2) That, of course, is what’s not a surprise about Dollhouse — it was clear from the first announcement of the show that the whole thing was going to be a metaphor for how social roles are imposed on everyone — but I’m impressed that they made as much as they did of the tension between exploitation and empowerment offered by glossy action-adventure TV. When Echo takes on a new assignment, she’s essentially being transformed into the omnicompetent protagonist of a new show (and I did appreciate that what Whedon chose to showcase in the pilot is a thinking protagonist), but the constant, nagging undercurrent that refuses to let you embrace events on the screen is that the whole thing is a dishonest fantasy.

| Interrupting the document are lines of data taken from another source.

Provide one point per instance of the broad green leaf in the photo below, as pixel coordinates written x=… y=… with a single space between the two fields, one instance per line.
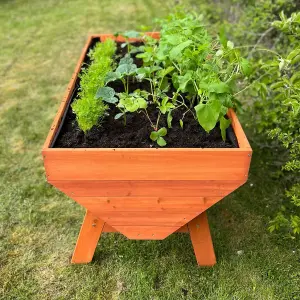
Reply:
x=154 y=135
x=166 y=71
x=222 y=36
x=131 y=34
x=295 y=60
x=219 y=53
x=246 y=67
x=129 y=104
x=105 y=93
x=111 y=100
x=127 y=69
x=118 y=116
x=230 y=45
x=173 y=39
x=295 y=78
x=169 y=119
x=141 y=102
x=208 y=114
x=276 y=85
x=176 y=51
x=224 y=124
x=161 y=141
x=219 y=88
x=184 y=80
x=112 y=76
x=127 y=60
x=293 y=54
x=162 y=131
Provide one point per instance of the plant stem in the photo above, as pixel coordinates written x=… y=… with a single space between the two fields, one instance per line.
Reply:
x=159 y=114
x=146 y=114
x=125 y=120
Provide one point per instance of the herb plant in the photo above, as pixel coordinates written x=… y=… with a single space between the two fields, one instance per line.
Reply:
x=88 y=108
x=187 y=70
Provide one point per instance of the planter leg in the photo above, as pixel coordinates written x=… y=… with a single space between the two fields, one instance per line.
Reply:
x=88 y=238
x=201 y=240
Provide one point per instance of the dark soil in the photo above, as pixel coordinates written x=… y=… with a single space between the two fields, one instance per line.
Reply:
x=113 y=134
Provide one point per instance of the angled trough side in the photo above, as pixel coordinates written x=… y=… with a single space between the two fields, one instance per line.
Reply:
x=145 y=193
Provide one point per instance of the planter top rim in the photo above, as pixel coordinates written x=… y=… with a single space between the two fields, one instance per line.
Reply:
x=243 y=142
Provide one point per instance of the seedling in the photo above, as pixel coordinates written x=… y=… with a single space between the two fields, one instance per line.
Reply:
x=157 y=136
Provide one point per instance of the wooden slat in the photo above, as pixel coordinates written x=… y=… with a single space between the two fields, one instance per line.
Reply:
x=88 y=238
x=238 y=130
x=147 y=188
x=201 y=240
x=146 y=204
x=146 y=218
x=67 y=96
x=108 y=228
x=146 y=232
x=141 y=164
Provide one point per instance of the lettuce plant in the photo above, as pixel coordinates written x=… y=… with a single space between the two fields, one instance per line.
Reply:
x=88 y=108
x=186 y=69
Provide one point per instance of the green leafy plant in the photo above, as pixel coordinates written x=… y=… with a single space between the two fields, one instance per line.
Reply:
x=187 y=70
x=279 y=114
x=88 y=108
x=157 y=136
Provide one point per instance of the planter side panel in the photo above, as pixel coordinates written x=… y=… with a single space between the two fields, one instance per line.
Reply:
x=146 y=188
x=140 y=164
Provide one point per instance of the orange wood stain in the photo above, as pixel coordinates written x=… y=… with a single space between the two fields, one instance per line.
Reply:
x=145 y=193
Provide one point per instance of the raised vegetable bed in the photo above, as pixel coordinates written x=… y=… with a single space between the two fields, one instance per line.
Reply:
x=144 y=193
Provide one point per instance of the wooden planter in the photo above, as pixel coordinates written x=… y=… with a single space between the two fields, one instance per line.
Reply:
x=144 y=193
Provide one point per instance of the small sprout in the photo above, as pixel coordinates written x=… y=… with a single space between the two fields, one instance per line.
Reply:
x=230 y=45
x=157 y=136
x=107 y=94
x=181 y=123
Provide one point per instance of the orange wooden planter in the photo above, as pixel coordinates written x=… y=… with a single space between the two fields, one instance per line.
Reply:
x=145 y=193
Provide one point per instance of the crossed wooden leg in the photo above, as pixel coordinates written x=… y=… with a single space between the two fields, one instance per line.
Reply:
x=88 y=238
x=92 y=228
x=201 y=240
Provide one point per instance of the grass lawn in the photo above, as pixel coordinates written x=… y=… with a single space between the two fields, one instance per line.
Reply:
x=40 y=44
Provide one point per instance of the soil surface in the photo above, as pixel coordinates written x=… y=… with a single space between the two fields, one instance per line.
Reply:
x=112 y=133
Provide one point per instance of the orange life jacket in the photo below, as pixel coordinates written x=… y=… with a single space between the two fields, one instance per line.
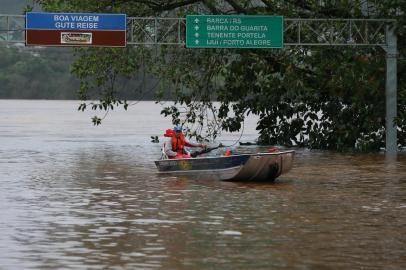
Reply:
x=178 y=143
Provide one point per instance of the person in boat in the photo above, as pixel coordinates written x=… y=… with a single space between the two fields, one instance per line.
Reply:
x=175 y=146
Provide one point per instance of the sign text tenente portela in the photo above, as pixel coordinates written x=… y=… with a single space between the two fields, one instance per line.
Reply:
x=229 y=31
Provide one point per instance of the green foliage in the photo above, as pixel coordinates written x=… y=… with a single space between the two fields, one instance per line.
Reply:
x=36 y=74
x=328 y=98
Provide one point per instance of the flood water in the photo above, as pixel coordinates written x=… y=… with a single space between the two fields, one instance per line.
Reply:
x=74 y=196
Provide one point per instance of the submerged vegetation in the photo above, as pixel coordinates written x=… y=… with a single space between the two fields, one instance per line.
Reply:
x=325 y=98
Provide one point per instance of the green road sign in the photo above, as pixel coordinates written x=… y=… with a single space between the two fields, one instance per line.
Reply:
x=228 y=31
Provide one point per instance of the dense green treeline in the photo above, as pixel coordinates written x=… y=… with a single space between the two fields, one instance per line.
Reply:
x=324 y=98
x=36 y=74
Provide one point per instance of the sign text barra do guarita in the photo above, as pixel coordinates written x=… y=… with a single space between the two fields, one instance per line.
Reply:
x=76 y=29
x=229 y=31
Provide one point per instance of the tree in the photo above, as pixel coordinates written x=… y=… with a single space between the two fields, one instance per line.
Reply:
x=330 y=98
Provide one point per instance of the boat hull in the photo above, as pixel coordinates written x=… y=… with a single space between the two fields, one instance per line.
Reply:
x=248 y=167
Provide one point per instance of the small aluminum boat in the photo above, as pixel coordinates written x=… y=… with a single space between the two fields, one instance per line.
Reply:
x=245 y=167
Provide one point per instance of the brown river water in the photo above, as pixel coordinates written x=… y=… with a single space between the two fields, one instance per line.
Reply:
x=74 y=196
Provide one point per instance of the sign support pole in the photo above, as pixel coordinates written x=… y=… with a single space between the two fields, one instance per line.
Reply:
x=391 y=91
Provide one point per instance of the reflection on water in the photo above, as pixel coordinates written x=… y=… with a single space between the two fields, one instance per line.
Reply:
x=74 y=196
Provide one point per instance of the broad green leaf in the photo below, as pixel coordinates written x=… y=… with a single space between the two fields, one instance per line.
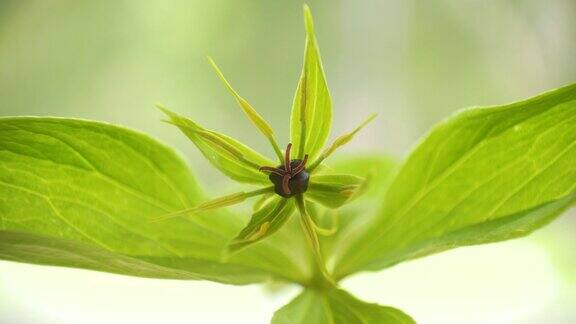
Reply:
x=82 y=194
x=377 y=169
x=341 y=141
x=311 y=118
x=231 y=157
x=265 y=222
x=333 y=190
x=336 y=307
x=250 y=112
x=484 y=175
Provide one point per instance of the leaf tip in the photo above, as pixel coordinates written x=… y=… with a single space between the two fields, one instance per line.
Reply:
x=308 y=21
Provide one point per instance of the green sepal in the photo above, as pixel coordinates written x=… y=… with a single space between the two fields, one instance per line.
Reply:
x=228 y=155
x=336 y=306
x=311 y=117
x=334 y=190
x=250 y=112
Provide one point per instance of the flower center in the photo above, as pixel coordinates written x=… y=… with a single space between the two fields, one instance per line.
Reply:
x=291 y=178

3) The trajectory for the first few episodes at least is plainly going to be Echo discovering her own identity, which could water down that tension somewhat; but a more immediate problem is that until that happens, Dollhouse is a show with no central character. This had sort of occurred to me beforehand, but it’s one thing to think about it academically, and another thing to see it on screen. At the moment, Echo is a blank. We get a couple of glimpses of the person she was before signing up for the Dollhouse (something she clearly did out of desperation), and one of the sub-plots of “Ghost” is the induction of a new Active into the team, so we get a sense of how Echo’s origin story might have looked, but other than one moment of inquisitiveness, there’s no sense of her, right now, as a person in her own right — which of course contributes to the unsettling nature of the episode.
4) I guess the question I’m circling around is, what on Earth does Whedon thinks is going to bring a mass audience back for a second episode? Dollhouse doesn’t even have a clear style of its own at this stage — while I think there’s a decent chance I could recognise a frame from one of his other shows on the basis of the lighting and framing, and I know I can recognise the score music, this seemed much more generic. (The Dollhouse itself looks a bit like Wolfram and Hart’s office in season five of Angel, for instance.)

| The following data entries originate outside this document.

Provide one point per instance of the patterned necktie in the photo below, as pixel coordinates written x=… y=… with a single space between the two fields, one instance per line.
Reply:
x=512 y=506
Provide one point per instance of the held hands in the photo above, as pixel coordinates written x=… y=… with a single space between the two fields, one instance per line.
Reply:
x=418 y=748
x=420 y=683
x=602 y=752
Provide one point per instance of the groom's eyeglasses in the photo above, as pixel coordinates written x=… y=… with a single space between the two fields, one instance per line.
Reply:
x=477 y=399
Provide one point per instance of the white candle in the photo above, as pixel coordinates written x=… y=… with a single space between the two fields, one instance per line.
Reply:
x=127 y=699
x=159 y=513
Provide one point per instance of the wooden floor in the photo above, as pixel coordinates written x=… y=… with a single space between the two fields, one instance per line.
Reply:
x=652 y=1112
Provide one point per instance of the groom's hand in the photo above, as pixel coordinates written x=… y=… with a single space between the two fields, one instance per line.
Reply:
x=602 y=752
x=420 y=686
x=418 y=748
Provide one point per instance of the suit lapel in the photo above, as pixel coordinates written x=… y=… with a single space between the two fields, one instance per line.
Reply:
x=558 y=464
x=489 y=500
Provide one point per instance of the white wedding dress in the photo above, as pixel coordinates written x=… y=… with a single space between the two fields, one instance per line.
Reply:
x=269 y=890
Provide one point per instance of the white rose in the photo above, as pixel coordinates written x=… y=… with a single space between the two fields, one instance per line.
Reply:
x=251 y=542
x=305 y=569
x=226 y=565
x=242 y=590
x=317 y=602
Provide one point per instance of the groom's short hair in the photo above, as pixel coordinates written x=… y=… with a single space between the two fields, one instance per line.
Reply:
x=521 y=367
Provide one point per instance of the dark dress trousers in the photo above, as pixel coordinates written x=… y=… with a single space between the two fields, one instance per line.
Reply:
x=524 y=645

5) This is not to say I didn’t like it; I did, or perhaps more accurately, I was intrigued by it. Though apparently set in the present Dollhouse is, in a way that even Firefly was not, actual science fiction. Nic called it a thought experiment, and I think that’s right, to the extent that that’s the level you on which you have to buy into it in order to want to watch more. Given I often read on the level of idea, rather than character or story, that’s not a problem for me — I want to see Whedon’s takes on all the problems of identity that this sort of sf traditionally deals with; one thing that strikes me, for instance, is that given Doll technology exists, there is a level on which none of the characters can be trusted to be who they appear to be, which could, if Whedon and the other writers want, make Dollhouse an even more destabilizing show to watch than it already is — but I’m only too aware that most other people don’t consume narrative in that way.
6) Judged purely as a single episode of TV? It was OK. None of the cast amazed me, though Dushku was better than I’d expected. In principle I approve of the fact that it’s “Remote-free TV“, but in practice I’m not sure it made the best possible use of the additional minutes; indeed it felt a little slow at times. I liked the little moment of dissonance when Echo-as-negotiator claims “I’ve been doing this all my life”, and I appreciate that her force of personality is meant to outweigh the obvious incongruousness of someone so young making such a claim, but I’m not sure it quite came off. And the choice of an abduction/abuse plot was perhaps a little more heavy-handed than was required; in a way something more obviously glossy might have been more effective.
7) So yes, it’s doomed. Half a dozen episodes, maybe? But I’ll watch them all, and hope that I’m wrong. I enjoy, and think I understand, the grammar of a Joss Whedon TV show more than is the case with most other TV; as is perhaps obvious from the fact that I’ve written this post at all.
8) Of course, I could just be over-thinking it.